I’ve quoted or linked to Wil’s depression posts numerous times over the years. Partly because his take on it resonates with my own, partly because I think awareness is important and worth signal boosting. His recent (ish, this was posted in May and has been sitting in my queue for a while) talk about living with chronic depression is another great example, and worth reading.
I was a worrier growing up (and to a lesser extent, still am), though not to the degree he experienced. I will say, in more recent years, it’s been manifesting as more social anxiety, which ain’t great, though I’m at least aware, and haven’t gone full hermit. But the chronic depression, that I definitely get. For me, it’s been sort of a low-grade background radiation in my life. The default level is functional, but present, and then sometimes there’s spikes or troughs where it’s more or less noticeable — more or less manageable. (I doubt this is news to anyone reading this, but if it is: hey, yep, and if I ever seem worn out and a little distant when we’re talking, 95% of the time this is why, and not anything you said or did.

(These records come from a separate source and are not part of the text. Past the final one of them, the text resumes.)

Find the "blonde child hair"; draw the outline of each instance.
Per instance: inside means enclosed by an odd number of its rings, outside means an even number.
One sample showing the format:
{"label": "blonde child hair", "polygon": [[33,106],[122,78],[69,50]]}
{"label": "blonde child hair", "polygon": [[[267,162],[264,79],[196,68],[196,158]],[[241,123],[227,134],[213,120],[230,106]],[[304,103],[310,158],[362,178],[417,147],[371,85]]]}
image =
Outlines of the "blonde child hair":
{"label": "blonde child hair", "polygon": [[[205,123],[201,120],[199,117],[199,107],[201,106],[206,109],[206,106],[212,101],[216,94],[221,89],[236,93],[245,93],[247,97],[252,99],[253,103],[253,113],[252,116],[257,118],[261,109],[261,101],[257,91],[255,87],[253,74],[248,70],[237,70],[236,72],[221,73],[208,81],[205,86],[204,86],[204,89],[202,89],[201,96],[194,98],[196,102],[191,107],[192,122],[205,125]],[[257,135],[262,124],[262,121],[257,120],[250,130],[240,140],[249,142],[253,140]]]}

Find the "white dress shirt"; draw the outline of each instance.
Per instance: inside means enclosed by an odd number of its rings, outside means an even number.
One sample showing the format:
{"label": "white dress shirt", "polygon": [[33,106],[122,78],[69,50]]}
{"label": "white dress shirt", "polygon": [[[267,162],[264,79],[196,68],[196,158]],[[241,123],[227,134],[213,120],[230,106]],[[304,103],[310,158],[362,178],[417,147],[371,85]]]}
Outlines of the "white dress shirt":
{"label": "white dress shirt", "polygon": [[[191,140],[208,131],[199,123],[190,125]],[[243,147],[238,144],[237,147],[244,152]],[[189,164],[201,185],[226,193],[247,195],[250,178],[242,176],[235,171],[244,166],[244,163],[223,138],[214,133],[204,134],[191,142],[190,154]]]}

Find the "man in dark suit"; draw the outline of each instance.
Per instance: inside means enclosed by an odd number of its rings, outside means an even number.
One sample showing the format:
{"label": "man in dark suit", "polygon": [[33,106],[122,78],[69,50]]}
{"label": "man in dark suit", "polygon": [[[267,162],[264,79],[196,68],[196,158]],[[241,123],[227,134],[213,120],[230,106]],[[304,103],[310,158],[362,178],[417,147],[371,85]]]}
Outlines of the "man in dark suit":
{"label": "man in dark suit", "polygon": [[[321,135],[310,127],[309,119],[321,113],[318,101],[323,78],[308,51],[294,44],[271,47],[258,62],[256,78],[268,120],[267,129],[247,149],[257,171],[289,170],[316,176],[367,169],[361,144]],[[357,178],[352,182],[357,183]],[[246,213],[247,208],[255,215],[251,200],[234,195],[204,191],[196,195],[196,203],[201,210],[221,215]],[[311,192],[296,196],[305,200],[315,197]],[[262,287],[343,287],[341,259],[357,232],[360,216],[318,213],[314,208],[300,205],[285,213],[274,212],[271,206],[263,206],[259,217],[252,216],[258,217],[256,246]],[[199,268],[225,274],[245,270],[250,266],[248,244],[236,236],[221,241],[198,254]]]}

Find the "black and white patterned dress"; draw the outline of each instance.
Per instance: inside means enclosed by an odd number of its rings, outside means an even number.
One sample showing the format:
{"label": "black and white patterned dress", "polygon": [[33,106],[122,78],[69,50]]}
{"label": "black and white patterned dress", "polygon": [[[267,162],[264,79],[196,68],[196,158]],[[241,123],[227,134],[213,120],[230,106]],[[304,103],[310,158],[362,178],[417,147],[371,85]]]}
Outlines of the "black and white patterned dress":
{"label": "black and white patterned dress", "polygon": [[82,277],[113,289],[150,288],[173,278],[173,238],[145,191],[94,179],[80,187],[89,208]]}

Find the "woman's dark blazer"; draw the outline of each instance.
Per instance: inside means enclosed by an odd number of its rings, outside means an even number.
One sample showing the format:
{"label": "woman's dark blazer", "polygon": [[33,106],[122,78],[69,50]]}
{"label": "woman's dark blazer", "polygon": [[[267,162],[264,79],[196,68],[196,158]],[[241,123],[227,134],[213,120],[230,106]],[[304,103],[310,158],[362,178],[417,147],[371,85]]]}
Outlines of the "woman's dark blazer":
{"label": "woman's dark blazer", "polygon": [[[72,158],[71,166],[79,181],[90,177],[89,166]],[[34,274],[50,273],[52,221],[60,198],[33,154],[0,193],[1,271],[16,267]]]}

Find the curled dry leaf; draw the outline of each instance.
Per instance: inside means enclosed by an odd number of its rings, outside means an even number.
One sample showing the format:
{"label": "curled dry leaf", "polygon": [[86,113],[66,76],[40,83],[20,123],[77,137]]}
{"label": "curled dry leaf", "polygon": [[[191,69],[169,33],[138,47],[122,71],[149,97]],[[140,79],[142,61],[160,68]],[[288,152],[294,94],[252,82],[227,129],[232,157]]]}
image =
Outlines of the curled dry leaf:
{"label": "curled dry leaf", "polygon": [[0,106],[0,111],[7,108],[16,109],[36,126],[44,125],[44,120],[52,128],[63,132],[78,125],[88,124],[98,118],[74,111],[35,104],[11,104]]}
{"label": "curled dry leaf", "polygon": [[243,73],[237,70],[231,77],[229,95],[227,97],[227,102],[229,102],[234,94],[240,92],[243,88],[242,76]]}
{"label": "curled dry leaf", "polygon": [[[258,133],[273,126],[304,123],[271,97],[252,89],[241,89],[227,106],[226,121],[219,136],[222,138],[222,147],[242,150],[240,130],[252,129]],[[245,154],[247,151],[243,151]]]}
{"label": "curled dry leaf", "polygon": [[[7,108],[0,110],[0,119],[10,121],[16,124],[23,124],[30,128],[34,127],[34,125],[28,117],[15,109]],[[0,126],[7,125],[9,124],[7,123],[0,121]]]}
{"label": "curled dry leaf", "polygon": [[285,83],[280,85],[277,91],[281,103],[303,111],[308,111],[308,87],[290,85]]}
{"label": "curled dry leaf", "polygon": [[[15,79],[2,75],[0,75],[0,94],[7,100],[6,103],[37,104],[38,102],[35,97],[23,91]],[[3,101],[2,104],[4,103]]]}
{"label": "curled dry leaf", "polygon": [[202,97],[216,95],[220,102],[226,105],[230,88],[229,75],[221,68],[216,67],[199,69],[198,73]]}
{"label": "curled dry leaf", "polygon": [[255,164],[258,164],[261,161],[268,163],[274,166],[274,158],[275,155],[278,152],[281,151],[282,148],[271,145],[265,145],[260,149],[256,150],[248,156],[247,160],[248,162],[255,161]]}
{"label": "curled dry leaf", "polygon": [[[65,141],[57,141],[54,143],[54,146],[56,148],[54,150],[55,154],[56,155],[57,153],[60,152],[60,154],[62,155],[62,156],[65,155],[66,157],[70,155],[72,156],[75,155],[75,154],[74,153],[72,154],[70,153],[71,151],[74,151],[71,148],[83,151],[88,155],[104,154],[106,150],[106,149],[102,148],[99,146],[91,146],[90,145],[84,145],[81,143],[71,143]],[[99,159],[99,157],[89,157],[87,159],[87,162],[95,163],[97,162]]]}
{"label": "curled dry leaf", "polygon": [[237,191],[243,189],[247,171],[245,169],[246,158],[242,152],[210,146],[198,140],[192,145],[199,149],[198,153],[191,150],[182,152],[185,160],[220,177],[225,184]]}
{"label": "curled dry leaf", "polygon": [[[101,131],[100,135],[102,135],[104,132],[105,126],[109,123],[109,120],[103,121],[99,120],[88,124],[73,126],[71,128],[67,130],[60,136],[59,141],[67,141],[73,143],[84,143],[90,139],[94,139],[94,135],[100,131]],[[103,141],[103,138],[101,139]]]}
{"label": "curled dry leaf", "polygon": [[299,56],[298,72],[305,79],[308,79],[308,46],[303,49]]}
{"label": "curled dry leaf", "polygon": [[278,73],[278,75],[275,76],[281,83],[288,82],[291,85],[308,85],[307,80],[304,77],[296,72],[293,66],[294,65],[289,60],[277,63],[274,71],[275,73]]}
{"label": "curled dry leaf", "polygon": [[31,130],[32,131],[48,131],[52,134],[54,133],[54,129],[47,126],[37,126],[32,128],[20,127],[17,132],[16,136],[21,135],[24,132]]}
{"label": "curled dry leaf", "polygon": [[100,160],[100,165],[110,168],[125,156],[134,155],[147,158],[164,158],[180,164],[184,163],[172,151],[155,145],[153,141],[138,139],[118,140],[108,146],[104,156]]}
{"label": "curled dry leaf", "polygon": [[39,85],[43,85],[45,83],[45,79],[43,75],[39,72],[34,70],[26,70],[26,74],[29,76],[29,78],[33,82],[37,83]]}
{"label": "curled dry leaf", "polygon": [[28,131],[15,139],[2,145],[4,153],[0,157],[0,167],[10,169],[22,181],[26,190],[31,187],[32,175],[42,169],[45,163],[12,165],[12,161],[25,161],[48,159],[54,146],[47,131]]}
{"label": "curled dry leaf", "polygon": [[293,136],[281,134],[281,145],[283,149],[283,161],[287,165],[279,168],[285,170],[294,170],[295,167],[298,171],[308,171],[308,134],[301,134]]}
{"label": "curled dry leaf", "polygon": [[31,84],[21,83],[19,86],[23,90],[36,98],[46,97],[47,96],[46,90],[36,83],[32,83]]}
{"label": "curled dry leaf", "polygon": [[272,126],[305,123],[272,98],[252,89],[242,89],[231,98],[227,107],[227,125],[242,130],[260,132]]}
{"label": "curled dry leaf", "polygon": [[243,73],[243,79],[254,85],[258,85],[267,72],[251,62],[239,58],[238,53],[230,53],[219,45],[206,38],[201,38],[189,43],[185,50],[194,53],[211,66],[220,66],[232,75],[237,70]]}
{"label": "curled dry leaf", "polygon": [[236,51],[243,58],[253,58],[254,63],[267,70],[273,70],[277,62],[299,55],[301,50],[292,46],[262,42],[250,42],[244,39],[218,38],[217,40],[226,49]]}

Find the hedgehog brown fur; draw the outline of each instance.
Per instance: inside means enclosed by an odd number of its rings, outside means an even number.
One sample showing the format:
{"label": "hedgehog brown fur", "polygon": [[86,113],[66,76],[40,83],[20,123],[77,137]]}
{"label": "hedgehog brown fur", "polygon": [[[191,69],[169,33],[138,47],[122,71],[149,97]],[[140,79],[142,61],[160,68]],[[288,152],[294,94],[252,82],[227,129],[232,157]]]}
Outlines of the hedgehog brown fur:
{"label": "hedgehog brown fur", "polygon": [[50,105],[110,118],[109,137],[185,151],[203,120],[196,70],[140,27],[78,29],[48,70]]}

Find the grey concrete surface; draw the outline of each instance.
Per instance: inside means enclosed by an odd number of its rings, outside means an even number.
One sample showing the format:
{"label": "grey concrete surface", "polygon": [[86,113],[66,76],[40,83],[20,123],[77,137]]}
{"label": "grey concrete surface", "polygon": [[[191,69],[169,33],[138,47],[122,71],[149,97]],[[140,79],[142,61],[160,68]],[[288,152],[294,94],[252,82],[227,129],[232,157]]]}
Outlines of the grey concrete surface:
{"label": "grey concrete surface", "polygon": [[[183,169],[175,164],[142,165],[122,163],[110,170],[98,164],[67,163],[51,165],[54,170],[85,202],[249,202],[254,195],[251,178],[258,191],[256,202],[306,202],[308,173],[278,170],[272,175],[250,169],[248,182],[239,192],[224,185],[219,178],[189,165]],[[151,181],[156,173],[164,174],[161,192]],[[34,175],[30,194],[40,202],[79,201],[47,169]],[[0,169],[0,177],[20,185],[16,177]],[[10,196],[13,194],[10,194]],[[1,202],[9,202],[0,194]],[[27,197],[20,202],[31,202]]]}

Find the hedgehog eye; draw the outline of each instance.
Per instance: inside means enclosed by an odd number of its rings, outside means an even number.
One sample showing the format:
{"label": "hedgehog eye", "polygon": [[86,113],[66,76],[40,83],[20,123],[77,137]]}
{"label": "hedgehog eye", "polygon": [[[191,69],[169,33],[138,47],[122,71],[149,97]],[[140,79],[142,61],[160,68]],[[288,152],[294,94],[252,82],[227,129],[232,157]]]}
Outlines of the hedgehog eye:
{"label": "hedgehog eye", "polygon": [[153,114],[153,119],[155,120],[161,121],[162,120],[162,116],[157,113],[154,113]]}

If you type “depression” into the search bar for this blog, you’ll see I’ve written about it a fair bit.)
It can be a little intimidating to publicly post about grappling with depression. Potential employers or romantic partners or friends may see this, and not take it positively. Also, exposing parts of yourself in any way on the internet these days can be a little scary. But I think it’s important. As Wil says:
Finally, we who live with mental illness need to talk about it, because our friends and neighbors know us and trust us. It’s one thing for me to stand here and tell you that you’re not alone in this fight, but it’s something else entirely for you to prove it. We need to share our experiences, so someone who is suffering the way I was won’t feel weird or broken or ashamed or afraid to seek treatment. So that parents don’t feel like they have failed or somehow screwed up when they see symptoms in their kids.